For these reasons, deep learning is widely seen as key to continuing progress on a wide range of artificial intelligence tasks including natural language processing, so of course it is of great interest to us here in the GATE team. Classic GATE tasks such as entity recognition and sentence classification could be advanced by utilizing an approach with greater potential to learn a discriminative model, given sufficient training data. And by supporting the substitution of words with "embeddings" (DNN-derived vectors that capture relationships between words) trained on readily available unlabelled general or domain-specific data, we can bring some of the benefits of deep learning even to cases where training data are meagre by deep learning standards. Deep learning is therefore likely to be of benefit in any task but the most trivial, as long as you have the skills and a reasonable amount of data.
The Learning Framework is our ongoing project bringing current machine learning technologies to GATE, enabling users to leverage GATE's ecosystem of text processing offerings to create features to train learners, and to include these learners in text processing pipelines. The guiding vision for the Learning Framework has always been to offer an accessible interface that enables GATE users to get up and running quickly with machine learning, whilst at the same time supporting the most current and interesting of technologies. When it comes to deep learning, meeting these twin objectives is a little more challenging, but we have stepped up to the plate!

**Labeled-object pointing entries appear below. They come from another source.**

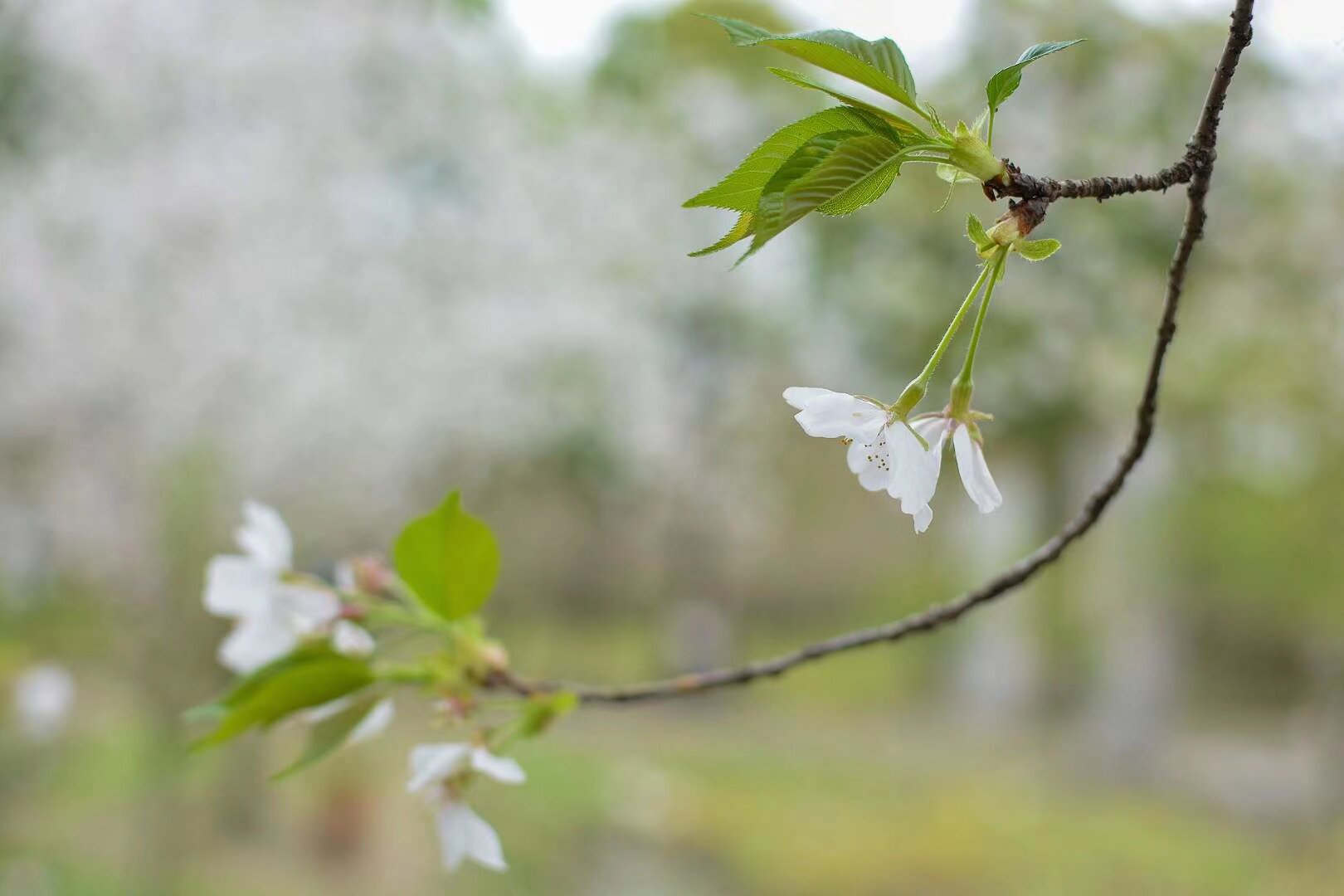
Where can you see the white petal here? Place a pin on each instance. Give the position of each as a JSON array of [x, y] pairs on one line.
[[800, 395], [305, 607], [236, 587], [431, 763], [464, 835], [975, 472], [374, 723], [841, 416], [43, 696], [914, 476], [265, 538], [256, 641], [353, 640], [871, 462], [502, 768], [325, 711]]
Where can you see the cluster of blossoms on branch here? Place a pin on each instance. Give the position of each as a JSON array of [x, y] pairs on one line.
[[316, 653], [305, 652]]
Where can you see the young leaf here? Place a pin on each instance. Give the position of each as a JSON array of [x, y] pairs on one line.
[[856, 173], [741, 230], [305, 679], [874, 63], [772, 217], [329, 733], [741, 190], [541, 711], [906, 132], [449, 559], [1007, 80], [976, 234], [1036, 250]]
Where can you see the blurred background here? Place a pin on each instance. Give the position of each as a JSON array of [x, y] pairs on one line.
[[344, 257]]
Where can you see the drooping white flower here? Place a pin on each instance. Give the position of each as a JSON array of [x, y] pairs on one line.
[[971, 457], [272, 611], [43, 696], [438, 772], [975, 472], [884, 453], [351, 640]]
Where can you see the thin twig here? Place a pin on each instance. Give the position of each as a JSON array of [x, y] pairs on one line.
[[1196, 168]]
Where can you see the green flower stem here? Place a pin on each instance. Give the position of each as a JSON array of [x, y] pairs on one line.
[[962, 384], [917, 388]]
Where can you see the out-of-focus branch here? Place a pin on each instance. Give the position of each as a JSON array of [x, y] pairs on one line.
[[1194, 168]]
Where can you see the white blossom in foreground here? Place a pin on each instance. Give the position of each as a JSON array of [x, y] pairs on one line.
[[351, 640], [884, 451], [272, 610], [438, 772], [43, 696]]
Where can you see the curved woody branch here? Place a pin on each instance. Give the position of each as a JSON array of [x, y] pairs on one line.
[[1195, 168]]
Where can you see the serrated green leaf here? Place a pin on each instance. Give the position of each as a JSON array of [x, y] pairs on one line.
[[308, 679], [874, 63], [1006, 80], [840, 171], [741, 230], [906, 132], [741, 190], [771, 219], [329, 733], [449, 559], [1036, 250], [542, 711], [976, 232]]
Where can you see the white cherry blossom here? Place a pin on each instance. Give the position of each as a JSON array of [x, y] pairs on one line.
[[884, 453], [438, 772], [272, 611], [43, 696], [971, 458]]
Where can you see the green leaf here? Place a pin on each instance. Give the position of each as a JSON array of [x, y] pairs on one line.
[[836, 173], [741, 190], [741, 230], [449, 559], [1007, 80], [874, 63], [329, 733], [541, 711], [908, 132], [308, 677], [976, 232], [1036, 250]]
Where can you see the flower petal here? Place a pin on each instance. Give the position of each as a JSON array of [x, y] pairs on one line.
[[800, 395], [836, 414], [975, 472], [871, 462], [914, 475], [351, 640], [502, 768], [431, 763], [464, 835], [236, 587], [305, 607], [265, 538], [256, 641], [374, 723]]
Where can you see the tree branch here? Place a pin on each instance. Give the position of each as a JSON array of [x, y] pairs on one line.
[[1195, 168]]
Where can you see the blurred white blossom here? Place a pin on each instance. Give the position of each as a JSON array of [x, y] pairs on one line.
[[43, 698], [272, 611], [438, 772]]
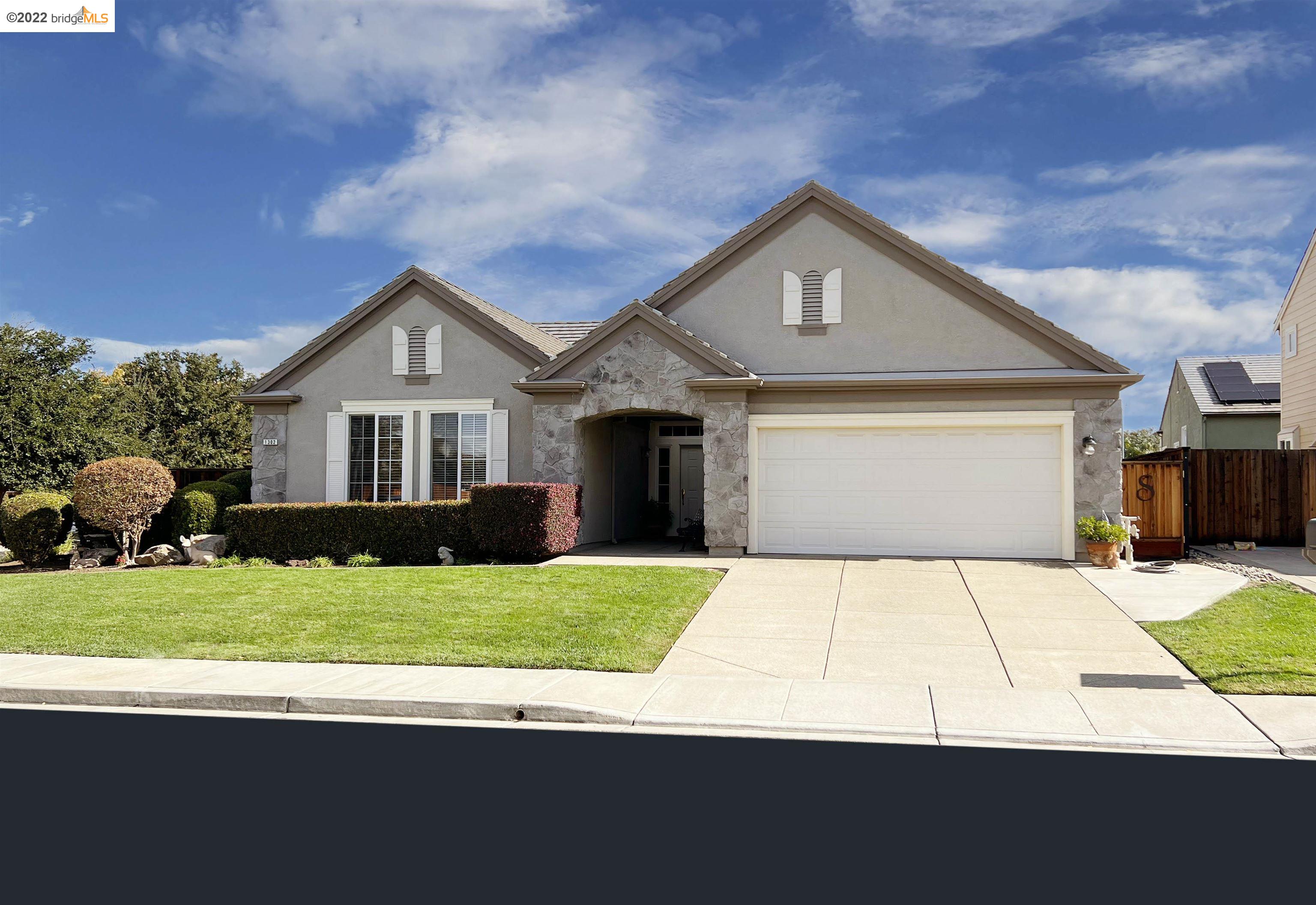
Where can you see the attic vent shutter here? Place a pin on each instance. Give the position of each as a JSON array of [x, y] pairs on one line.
[[812, 307], [416, 350]]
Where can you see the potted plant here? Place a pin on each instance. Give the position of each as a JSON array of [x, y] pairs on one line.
[[1103, 541]]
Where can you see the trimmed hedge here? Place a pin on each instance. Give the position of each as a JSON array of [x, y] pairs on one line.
[[35, 524], [199, 508], [395, 532], [526, 521], [241, 481]]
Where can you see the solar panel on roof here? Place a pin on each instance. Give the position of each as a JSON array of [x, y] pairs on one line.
[[1231, 382], [1269, 392]]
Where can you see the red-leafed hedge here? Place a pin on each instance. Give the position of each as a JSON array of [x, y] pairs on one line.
[[526, 521]]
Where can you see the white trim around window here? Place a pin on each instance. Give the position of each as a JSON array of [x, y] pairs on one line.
[[1061, 419]]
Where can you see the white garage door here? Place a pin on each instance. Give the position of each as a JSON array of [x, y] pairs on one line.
[[910, 491]]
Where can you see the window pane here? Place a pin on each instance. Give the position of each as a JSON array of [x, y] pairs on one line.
[[390, 482], [361, 457], [474, 444], [443, 439], [664, 474]]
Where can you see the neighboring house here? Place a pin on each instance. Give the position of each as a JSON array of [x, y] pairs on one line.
[[817, 385], [1223, 403], [1297, 327]]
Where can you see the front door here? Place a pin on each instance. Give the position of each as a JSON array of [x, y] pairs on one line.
[[691, 484]]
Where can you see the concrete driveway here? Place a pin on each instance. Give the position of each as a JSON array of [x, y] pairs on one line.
[[969, 623]]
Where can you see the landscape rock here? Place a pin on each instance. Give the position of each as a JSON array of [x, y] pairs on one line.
[[203, 549], [161, 554]]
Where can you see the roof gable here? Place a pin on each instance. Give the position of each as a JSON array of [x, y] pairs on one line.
[[529, 340], [1298, 277], [673, 293], [623, 324], [1261, 369]]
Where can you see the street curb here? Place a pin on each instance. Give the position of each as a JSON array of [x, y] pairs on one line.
[[532, 711]]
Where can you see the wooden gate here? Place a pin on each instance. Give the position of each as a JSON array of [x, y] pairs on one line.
[[1154, 493], [1210, 496]]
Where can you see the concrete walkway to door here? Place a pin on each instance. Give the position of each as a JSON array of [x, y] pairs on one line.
[[969, 623]]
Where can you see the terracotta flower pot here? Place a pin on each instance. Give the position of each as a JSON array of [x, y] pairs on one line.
[[1106, 554]]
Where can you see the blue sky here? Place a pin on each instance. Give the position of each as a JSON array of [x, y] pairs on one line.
[[235, 177]]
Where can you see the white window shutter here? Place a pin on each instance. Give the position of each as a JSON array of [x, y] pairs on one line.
[[336, 458], [793, 298], [399, 350], [832, 296], [498, 446], [435, 350]]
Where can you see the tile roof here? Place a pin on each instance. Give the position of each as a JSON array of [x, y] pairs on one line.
[[1261, 369], [541, 340], [568, 331]]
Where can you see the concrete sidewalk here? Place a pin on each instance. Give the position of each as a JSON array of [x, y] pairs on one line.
[[1095, 717]]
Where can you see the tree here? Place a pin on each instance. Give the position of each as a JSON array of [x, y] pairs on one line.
[[54, 416], [122, 495], [181, 406], [1137, 442]]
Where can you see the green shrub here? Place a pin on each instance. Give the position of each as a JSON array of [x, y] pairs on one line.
[[526, 521], [395, 532], [1098, 531], [35, 524], [242, 482], [199, 508]]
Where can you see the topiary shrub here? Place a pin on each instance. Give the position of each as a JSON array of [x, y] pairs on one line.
[[242, 482], [395, 532], [526, 521], [199, 508], [35, 524], [122, 495]]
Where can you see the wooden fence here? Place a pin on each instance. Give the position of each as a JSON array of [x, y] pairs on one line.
[[1226, 495]]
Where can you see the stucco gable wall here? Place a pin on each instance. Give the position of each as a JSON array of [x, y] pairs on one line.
[[360, 367], [894, 319]]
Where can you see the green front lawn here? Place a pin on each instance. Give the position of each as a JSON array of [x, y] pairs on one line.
[[1257, 641], [620, 619]]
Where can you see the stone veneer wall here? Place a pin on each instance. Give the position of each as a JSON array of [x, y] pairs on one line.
[[269, 463], [1098, 478], [641, 375]]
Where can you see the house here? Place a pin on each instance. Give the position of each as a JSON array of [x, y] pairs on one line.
[[1223, 403], [817, 385], [1297, 328]]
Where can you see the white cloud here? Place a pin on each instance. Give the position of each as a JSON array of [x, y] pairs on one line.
[[968, 23], [1198, 203], [1206, 69], [21, 214], [270, 215], [947, 211], [316, 62], [607, 146], [1147, 314], [135, 204], [258, 353], [966, 89]]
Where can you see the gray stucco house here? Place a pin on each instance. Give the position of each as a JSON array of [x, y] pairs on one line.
[[1195, 415], [817, 385]]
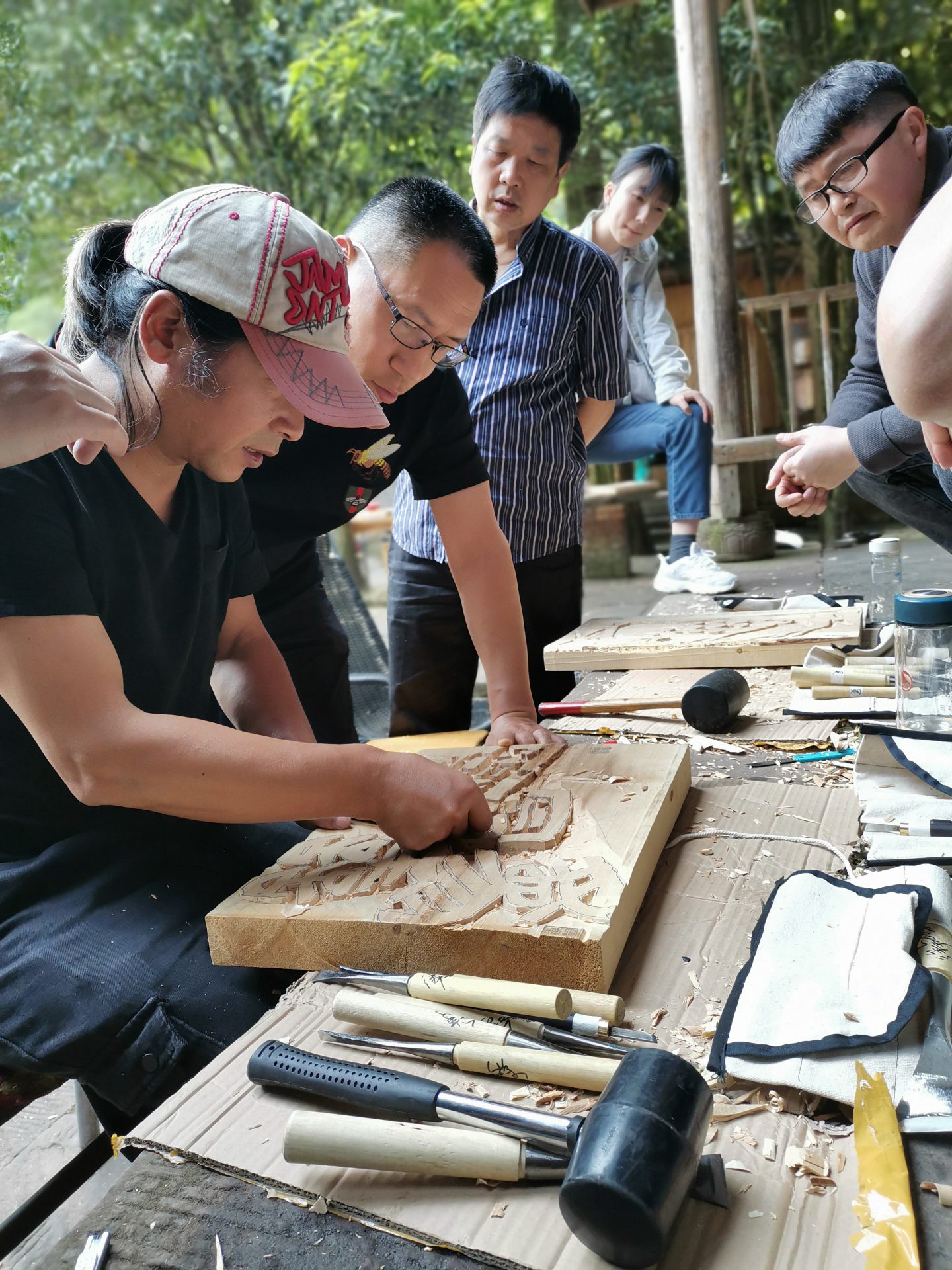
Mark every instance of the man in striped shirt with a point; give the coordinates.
(545, 375)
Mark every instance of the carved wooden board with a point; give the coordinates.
(549, 897)
(727, 639)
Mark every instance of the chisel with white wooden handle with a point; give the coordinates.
(549, 1067)
(503, 996)
(833, 693)
(808, 676)
(432, 1021)
(357, 1142)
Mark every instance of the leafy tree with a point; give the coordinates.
(107, 108)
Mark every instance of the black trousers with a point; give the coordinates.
(104, 967)
(432, 658)
(916, 494)
(300, 619)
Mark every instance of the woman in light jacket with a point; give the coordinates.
(660, 414)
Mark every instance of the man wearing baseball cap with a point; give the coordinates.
(419, 263)
(127, 622)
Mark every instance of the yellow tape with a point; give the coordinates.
(885, 1203)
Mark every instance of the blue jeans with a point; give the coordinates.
(648, 429)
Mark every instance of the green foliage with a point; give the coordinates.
(107, 108)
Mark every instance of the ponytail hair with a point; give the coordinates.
(664, 172)
(104, 300)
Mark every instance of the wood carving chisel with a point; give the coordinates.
(531, 1066)
(405, 1097)
(927, 828)
(504, 996)
(427, 1019)
(807, 676)
(587, 1027)
(358, 1142)
(830, 693)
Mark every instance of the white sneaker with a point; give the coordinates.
(697, 573)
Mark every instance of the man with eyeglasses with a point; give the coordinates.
(858, 151)
(419, 266)
(546, 374)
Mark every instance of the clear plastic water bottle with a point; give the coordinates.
(924, 659)
(887, 568)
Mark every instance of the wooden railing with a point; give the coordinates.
(761, 444)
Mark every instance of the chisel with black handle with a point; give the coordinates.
(385, 1093)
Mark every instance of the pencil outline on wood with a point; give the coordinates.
(594, 826)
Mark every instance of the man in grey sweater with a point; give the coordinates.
(857, 149)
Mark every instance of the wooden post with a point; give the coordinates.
(716, 321)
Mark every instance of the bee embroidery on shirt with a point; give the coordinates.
(375, 456)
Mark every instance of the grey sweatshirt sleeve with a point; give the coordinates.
(880, 435)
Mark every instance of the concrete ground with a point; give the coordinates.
(38, 1141)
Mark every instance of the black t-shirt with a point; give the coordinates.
(80, 540)
(320, 482)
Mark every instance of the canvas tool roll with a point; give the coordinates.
(833, 978)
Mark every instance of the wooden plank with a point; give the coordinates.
(727, 639)
(549, 898)
(797, 299)
(762, 719)
(746, 450)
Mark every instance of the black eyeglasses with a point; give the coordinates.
(411, 334)
(846, 177)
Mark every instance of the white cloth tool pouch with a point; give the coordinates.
(900, 780)
(832, 978)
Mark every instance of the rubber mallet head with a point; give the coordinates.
(715, 701)
(636, 1159)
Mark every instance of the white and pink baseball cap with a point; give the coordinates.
(281, 275)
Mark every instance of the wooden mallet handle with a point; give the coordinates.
(360, 1142)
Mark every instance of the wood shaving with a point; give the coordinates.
(743, 1136)
(941, 1189)
(733, 1113)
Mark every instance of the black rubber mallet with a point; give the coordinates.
(710, 705)
(630, 1164)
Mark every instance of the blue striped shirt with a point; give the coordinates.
(547, 334)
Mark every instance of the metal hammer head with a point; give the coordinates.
(636, 1159)
(715, 701)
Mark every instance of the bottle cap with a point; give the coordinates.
(931, 606)
(887, 546)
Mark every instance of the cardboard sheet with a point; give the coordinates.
(761, 723)
(690, 940)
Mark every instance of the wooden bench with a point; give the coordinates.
(614, 527)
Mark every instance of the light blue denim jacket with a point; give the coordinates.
(658, 366)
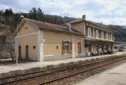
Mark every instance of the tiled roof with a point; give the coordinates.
(95, 23)
(53, 27)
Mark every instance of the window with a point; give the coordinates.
(34, 47)
(66, 47)
(26, 27)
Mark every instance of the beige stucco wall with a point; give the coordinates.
(31, 40)
(54, 39)
(79, 27)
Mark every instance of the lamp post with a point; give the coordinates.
(17, 40)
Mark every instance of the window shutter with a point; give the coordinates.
(62, 47)
(70, 47)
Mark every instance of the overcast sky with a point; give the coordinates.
(105, 11)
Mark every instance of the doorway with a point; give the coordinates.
(27, 52)
(19, 48)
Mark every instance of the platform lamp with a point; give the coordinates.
(17, 40)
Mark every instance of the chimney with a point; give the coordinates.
(69, 27)
(83, 17)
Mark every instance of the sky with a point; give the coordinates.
(103, 11)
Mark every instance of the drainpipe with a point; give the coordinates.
(73, 54)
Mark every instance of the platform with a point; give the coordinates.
(115, 76)
(4, 68)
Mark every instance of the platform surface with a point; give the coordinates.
(4, 68)
(115, 76)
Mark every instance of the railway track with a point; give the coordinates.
(65, 75)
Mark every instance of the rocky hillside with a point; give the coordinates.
(120, 34)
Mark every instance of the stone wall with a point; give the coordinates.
(62, 74)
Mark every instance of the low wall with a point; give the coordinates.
(62, 74)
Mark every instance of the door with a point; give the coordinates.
(27, 52)
(79, 47)
(19, 48)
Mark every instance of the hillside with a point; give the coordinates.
(120, 34)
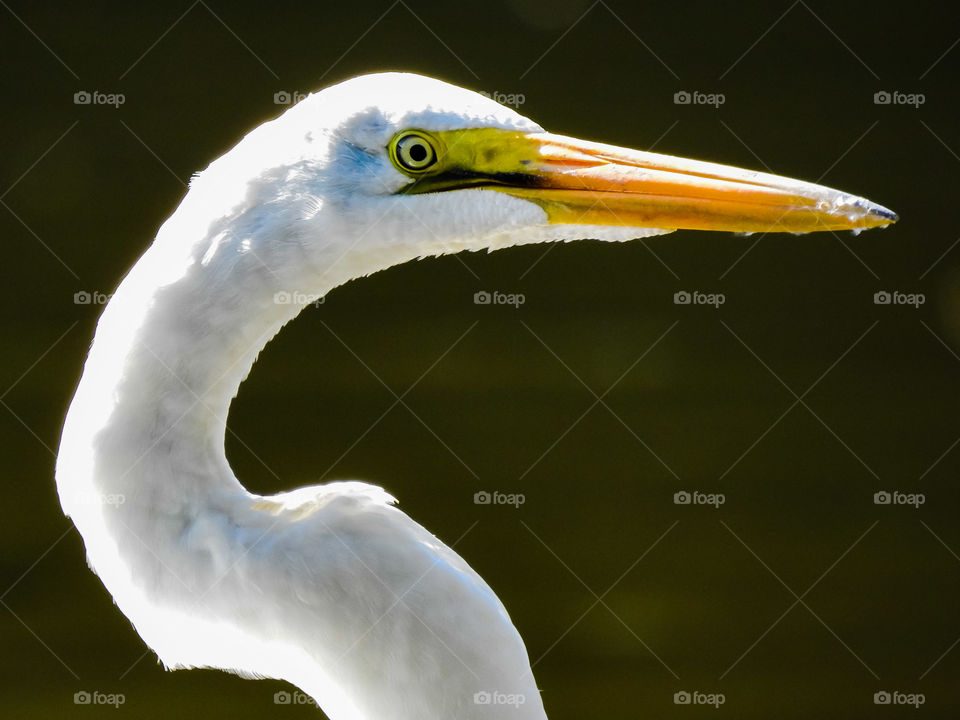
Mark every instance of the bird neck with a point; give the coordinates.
(148, 420)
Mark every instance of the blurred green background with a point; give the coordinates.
(798, 598)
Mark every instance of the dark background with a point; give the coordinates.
(798, 598)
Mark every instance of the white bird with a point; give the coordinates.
(331, 587)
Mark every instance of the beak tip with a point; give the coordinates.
(881, 212)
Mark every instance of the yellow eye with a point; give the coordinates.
(413, 151)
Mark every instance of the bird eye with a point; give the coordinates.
(413, 152)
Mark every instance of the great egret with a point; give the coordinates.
(330, 586)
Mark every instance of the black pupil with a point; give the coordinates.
(418, 153)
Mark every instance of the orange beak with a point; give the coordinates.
(586, 183)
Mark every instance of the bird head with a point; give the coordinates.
(396, 161)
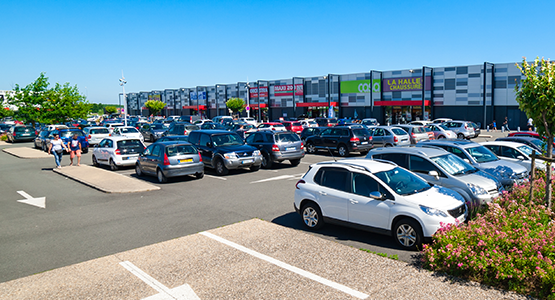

Deep learning framework in the GATE GUI
Previous machine learning algorithms would work their magic with comparatively little in the way of tweaking required. Deep learning is, however, an entirely different beast in this respect. In fact, it's more like an entire zoo! As discussed above, the advantage to DNNs is their massive flexibility, but this seriously stretches GATE's previous assumptions about how machine learning works. An integration needs to support the design of an architecture (a "shape" of neural net) and the tuning of many parameters, including dropout, optimization strategy, learning rate, momentum, and many more. All of these factors are critical in obtaining a good performance. The integration is still under (very) intensive development, but it is already possible to get something running relatively quickly with deep learning in GATE. Here are some current highlights:
  • Two of the most-used frameworks for Deep Learning can be used: PyTorch and Keras, both Python-based;
  • Support for both Linux and MacOS (Windows is not yet supported);
  • A range of template architectures, which may produce acceptable results out of the box (though in many cases it will be necessary for the user to adapt the architecture, the parameters of the architecture, or other aspects of the DNN solution);
  • The possibility to work with an initial GATE-created model both inside and outside of GATE.
We encourage anyone who is interested to give it a try and to talk to us about it. There will always be more to add (current challenges include drop-out, gradient clipping, L1/L2 weight regularization, attention, modified weight initialization, char-augmented LSTMs and LSTM-CRF architectures, to name a few) but much is achievable already. This is one of relatively few efforts globally to sift the essence out of this highly active research field and transform it into something relatively high level and generalizable across a range of NLP tasks, making state of the art technologies accessible to non-specialists. There's some documentation available here.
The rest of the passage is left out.